10-Kol ve el hudutlarının tuzaklanması (sıkışması); Uzunluğunda omurilikten çıkan sonlar ele gerçek giderken geçtiği yerlerde bağ dokusu tarafınca tuzaklanarak sıkışır. Buradaki sıkışma kararı el ve kollarda kuvvetsizlik, uyuşma ve ağrı oluşur. Bilhassa elin birinci 3 parmağında geceleri görülen uyuşma “karpal tünel sendromu” için tipiktir. Bu tip ağrı ve uyuşma olan hastalarda mutlak EMG testi ile ayrıcı tanıya gidilmelidir. Konservatif tedavi ile sonuç alınamayan hastalarda cerrahi olarak basının kaldırılması gereklidir. Hamilelik devrinde Karpal Tünel Sendromu’na spesifik geceleri uykudan uyandıran bilekten ele gelen ağrı, uyuşma artabilir ve EMG’de bu tanıyı destekleyebilir. Hamileliğin sonunda konservatif tedaviye cevap beklerken oluşan ödemin de geçmesini beklemeliyiz, bunları yapmadan birinci tercih cerrahi olmamalı.

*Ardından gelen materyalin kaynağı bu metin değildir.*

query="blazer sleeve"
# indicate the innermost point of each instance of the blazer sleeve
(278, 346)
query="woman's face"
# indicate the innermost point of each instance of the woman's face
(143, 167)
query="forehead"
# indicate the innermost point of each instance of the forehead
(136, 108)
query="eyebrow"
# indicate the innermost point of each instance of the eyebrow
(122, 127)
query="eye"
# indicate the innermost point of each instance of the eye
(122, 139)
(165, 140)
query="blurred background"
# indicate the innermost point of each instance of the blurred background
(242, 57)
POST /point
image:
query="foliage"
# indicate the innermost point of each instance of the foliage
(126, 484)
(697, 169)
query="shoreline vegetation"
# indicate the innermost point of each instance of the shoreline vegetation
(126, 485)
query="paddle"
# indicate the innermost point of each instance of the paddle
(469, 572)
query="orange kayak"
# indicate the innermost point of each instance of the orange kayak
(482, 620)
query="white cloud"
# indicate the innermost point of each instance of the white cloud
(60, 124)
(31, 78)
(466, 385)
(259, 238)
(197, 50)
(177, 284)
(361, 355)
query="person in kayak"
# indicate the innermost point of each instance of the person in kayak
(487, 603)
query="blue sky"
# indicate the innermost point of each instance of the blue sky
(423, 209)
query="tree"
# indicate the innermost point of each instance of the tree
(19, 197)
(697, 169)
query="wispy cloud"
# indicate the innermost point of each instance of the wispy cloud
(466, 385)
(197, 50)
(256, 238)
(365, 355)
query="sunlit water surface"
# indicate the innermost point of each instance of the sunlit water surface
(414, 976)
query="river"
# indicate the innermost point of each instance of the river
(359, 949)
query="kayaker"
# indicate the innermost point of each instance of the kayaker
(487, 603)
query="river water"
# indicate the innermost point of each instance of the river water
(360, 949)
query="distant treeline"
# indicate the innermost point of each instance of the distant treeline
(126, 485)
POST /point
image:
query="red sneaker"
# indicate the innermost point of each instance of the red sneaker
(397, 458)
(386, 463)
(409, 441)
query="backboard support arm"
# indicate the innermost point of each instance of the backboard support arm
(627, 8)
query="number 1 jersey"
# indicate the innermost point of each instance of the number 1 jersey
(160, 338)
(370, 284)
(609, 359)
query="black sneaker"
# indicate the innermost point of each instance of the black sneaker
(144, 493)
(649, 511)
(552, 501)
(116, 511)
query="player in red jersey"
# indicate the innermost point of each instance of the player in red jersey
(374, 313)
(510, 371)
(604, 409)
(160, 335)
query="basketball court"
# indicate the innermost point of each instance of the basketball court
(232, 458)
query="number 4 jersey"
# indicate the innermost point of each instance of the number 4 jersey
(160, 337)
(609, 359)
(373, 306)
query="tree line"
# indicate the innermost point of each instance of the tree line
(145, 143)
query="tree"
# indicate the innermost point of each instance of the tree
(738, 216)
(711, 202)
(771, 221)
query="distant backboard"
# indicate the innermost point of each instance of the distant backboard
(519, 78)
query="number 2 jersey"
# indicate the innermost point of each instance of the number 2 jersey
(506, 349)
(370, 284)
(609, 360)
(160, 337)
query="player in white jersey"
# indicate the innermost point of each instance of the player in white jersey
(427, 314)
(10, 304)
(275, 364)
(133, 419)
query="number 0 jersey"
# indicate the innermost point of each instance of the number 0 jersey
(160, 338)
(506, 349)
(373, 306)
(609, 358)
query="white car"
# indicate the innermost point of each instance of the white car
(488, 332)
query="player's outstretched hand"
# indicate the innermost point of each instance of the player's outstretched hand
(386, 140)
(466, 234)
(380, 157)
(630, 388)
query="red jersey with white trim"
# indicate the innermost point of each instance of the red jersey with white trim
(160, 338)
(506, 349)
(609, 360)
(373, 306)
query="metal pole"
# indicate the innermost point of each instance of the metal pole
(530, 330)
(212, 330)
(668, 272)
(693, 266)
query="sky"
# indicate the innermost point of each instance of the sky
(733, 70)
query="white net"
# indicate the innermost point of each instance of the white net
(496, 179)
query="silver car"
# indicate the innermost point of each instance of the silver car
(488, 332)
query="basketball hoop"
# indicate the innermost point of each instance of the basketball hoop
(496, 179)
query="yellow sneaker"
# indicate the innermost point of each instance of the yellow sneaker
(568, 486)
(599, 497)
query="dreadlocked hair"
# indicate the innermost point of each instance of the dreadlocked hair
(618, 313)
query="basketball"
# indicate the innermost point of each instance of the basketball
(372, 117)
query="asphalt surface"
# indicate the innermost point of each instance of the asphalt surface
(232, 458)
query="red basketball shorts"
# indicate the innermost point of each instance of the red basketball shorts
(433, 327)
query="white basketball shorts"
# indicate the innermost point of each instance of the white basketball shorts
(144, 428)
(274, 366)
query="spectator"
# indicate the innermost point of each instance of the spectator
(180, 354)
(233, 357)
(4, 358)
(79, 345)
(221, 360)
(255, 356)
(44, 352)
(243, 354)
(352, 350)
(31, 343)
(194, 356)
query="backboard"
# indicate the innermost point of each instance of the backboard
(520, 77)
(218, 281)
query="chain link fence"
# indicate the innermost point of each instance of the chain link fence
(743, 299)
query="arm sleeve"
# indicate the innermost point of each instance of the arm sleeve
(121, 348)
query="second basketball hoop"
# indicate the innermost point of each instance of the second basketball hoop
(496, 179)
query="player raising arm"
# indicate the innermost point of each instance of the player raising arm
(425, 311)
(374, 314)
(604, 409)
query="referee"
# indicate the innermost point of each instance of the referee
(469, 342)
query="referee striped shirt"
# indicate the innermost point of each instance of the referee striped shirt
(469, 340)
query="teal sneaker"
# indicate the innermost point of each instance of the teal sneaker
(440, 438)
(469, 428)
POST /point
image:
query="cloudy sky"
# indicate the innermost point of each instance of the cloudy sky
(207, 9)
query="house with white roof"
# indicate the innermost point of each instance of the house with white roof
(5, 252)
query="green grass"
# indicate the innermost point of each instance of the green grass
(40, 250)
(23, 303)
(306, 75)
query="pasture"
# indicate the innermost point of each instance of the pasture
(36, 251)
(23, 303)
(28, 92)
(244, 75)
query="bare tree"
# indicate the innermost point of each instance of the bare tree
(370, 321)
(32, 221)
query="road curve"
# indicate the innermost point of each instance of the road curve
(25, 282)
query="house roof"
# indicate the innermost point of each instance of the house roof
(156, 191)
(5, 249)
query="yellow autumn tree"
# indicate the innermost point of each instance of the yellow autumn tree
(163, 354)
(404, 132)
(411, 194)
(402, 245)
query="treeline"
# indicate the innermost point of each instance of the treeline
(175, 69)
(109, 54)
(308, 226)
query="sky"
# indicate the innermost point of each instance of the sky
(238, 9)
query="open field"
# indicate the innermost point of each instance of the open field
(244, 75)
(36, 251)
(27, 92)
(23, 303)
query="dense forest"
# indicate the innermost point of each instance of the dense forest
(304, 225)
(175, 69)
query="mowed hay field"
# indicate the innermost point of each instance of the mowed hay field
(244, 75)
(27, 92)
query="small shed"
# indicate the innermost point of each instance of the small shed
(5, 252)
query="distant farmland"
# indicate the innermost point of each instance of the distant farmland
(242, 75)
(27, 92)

11-Romatizmal Hastalıklar; Omurgadaki olağan kemik ve kıkırdak dokuları hasara uğrar ve Romatoid artrit, Ankilozan spondilit üzere romatizmal hastalıklar boyun hareketlerinde kalıcı kısıtlılık yapabilir. Sabahları görülen yarım saatten çok süren eklem sertliği ve hareket zorluğu romatizmal hastalıklar için tipiktir. Bilhassa sabahları görülen bu ağrı ile birlikte başını yastığa koyduğu vakit ağrıda artma, zorlanma yahut baş yastığa konulamayıp dik kalıyorsa romatizmal hastalıklar tarafından incelenmesi gerekir.
12-Diğer sebepler; Boyun tümörleri , omurilik tümörleri ve omurilik ortasında sıvı yarıklar oluşturan “Syringomyeli”, kemik enfeksiyonları (tüberküloz, bruselloz vb.) da boyun ve kol ağrısı sebebi olabilir. Omuz ekleminden kaynaklanan (Bursitis, Kapsülitis, Tendinit) ağrılar boyun ve kol ağrılarını taklit edebilir yahut hareket kısıtlılığı kararı boyun kaslarında ağrı yapabilir. Özefagus, trakea, tiroidit ve akciğer hastalıkları da nadiren boyun ağrısı sebebidir.
Boyun ağrısının niçinlerini güzel bilip uygun tetkikler yapılırsa ve ayırıcı teşhiste yanılgı yapılmazsa hastanın tedavisinin başarısız olma ihtimali kalmaz.